Es war ein Trick aus der buddhistischen Philosophie. Statt ihren Verstand nach einer Lösung für eine möglicherweise unlösbare Herausforderung suchen zu lassen, versuchte Vittoria, sich einfach an die Lösung zu erinnern. Die Voraussetzung, dass man die Antwort einmal gewusst hatte, schuf die Überzeugung, dass eine Antwort tatsächlich existierte … und eliminierte auf diese Weise das Gefühl von Hoffnungslosigkeit. Vittoria setzte diesen Trick häufig ein, um wissenschaftliche Probleme anzugehen, von denen die meisten Menschen glaubten, dass es keine Lösung für sie gab.
Im Augenblick jedoch wollte der Erinnerungstrick nicht funktionieren. Also dachte sie über ihre Möglichkeiten nach … und ihre Bedürfnisse. Sie hatte das dringende Bedürfnis, jemanden zu warnen. Irgendjemand im Vatikan musste sie doch ernst nehmen!
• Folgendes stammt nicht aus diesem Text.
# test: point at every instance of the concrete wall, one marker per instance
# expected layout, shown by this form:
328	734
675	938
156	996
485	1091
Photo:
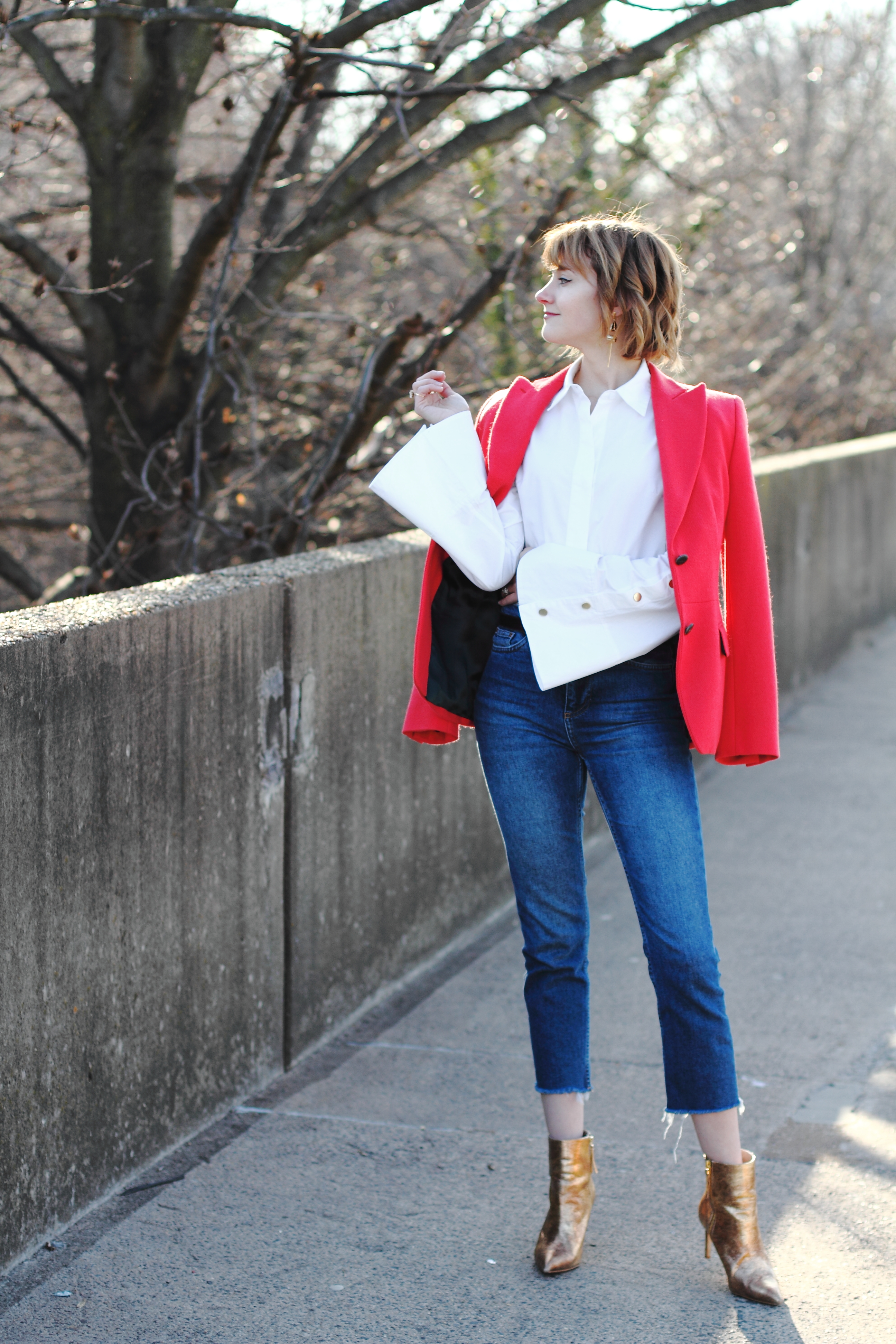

Aber wer? Der Camerlengo? Wie? Sie saß in einem Glaskasten mit nur einem einzigen Ausgang.
Werkzeug, sagte sie sich. Es gibt immer ein geeignetes Werkzeug. Such deine Umgebung ab.
Instinktiv senkte sie die Schultern, schloss entspannt die Augen und atmete ein paar Mal tief durch. Sie spürte, wie sich ihr Herzschlag verlangsamte und ihre Muskeln weich wurden. Die chaotische Panik wich aus ihrem Verstand. In Ordnung, dachte sie. Lass deinen Gedanken freien Lauf. Was ist positiv an dieser Situation? Welche Trümpfe halte ich in der Hand?
Der analytische Verstand von Vittoria Vetra, nachdem er sich endlich beruhigt hatte, war ein mächtiges Instrument. Innerhalb von Sekunden erkannte sie, dass ihre Einkerkerung wahrscheinlich zugleich den Ausweg bedeutete.
»Ich werde telefonieren«, sagte sie unvermittelt.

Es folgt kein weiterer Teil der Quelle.